The verse was Matthew 6:26-30.
“Look at the birds in the sky; they do not sow or reap, they gather nothing into barns, yet your heavenly Father feeds them. Are not you more important than they? Can any of you by worrying add a single moment to your life-span? Why are you anxious about clothes? Learn from the way the wild flowers grow. They do not work or spin. But I tell you that not even Solomon in all his splendor was clothed like one of them. If God so clothes the grass of the field, which grows today and is thrown into the oven tomorrow, will he not much more provide for you?”
I can’t for the life of me remember what provoked me to write out and send this verse to my friend all those years ago, or what exactly led her to cherish it. I also don’t know why I never hung something so beautiful above my own bed in college. But I vividly remember that piece of paper hanging there, and her hand gently touching it.
I stumbled onto this very verse this week in the Waiting in the Word Advent study. Every verse packs a bunch if you give it a chance to speak, but reading this one was like greeting a dear friend. Even though I am now divided from my college friend by languages, religions, lifestyles and oceans, she was so profoundly right. Our God is a generous God. He is a God that feeds the birds and dresses the flowers. He loves and cherishes all things. And this is the message, the message of generosity, that I want to be greeted with every morning.
Because, let’s be honest, most mornings I wake up feeling far less than generous.
I didn’t get enough sleep, I don’t have enough time, I can’t help everyone at once, we don’t have enough milk, I don’t have enough patience, I can’t remember everything, I never get to do what I want to do…
In my tiny world, scarcity always wins out over generosity.
And here we are, in Advent.
I know that Christmas is intended to be the season of generosity and giving but as the days of December tick down I being to feel that everything is in shortage. My time, my patience, my resources. My husband and I sat together and went through the November expenses a few nights ago and when all the numbers are there, accounted for and in their correct columns, I felt my chest tighten.

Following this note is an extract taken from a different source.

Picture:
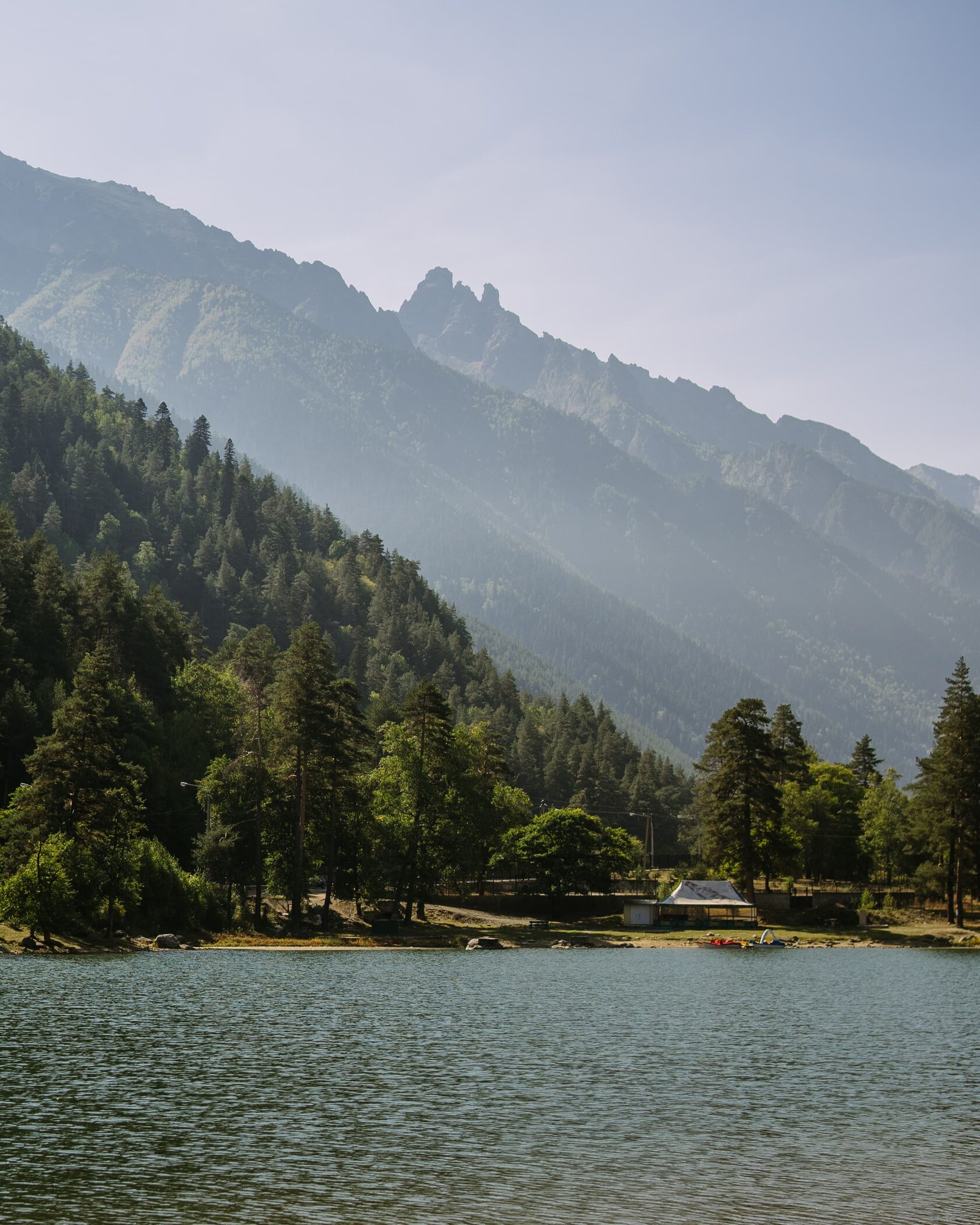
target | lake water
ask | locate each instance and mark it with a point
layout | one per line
(419, 1088)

I spent how much on groceries? Our credit card bill is what? How is our life so expensive? I thought we were living simply….

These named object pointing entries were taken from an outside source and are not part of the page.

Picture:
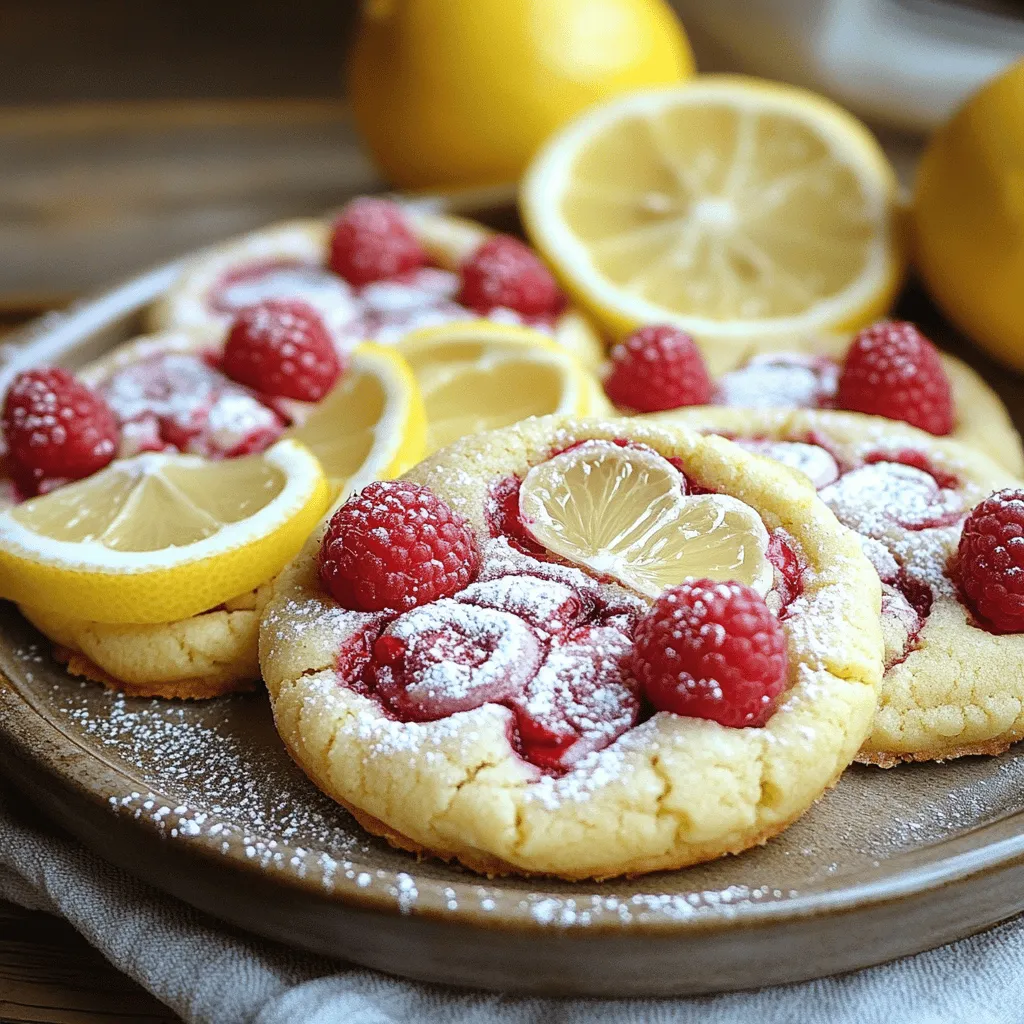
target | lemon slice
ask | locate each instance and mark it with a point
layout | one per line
(477, 376)
(622, 512)
(732, 207)
(372, 426)
(160, 538)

And a sense of scarcity consumes me. I want to be generous. I want to tithe and then some. I want to give until it hurts and then fall confidently back into the arms on my loving God.

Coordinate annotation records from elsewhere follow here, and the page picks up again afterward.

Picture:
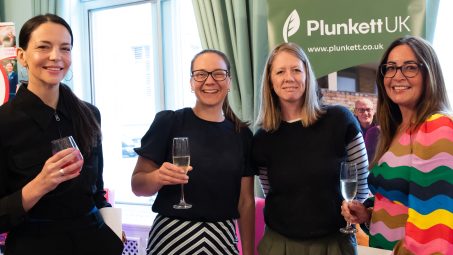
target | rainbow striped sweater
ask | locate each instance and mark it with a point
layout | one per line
(413, 187)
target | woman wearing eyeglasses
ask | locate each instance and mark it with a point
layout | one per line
(412, 174)
(220, 185)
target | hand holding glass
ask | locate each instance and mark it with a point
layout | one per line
(348, 185)
(64, 143)
(181, 158)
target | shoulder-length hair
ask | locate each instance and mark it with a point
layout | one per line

But then the “what-if’s” creep in. What if we need to replace the furnace, or if there is complication with the baby? What is a car dies or we have to move? What if my husband looses his job or we need to help out a family member in crisis?
All of the possible disasters of the future make today’s blessings look miserably small.
And then there is that annoying verse right in the middle: Can any of you by worrying add a single moment to your life-span?
Ah, worrying. My old friend and constant companion.
Of course greed and worrying are linked. My lack of generosity is not fueled by selfishness but by fear.
And yet, what do I have to fear? My God feeds even the birds and richly dresses the wild flowers. How much more will He do for me?
So I wrote out these verses for the second time this week. This time for me to hang somewhere and read often. Just like the first time, I was swallowed up in the beautiful summery feel of these words, the sensation that I was with Christ, sitting in an open meadow, birds in the sky cheerfully chirping and wild flowers bending in the breeze all around us. He spoke and the peace of that scene settled into my soul. With confidence I heard the truth. The truth that my life is full of abundance, not scarcity, and that I should respond with generosity.
That I should respond with generosity.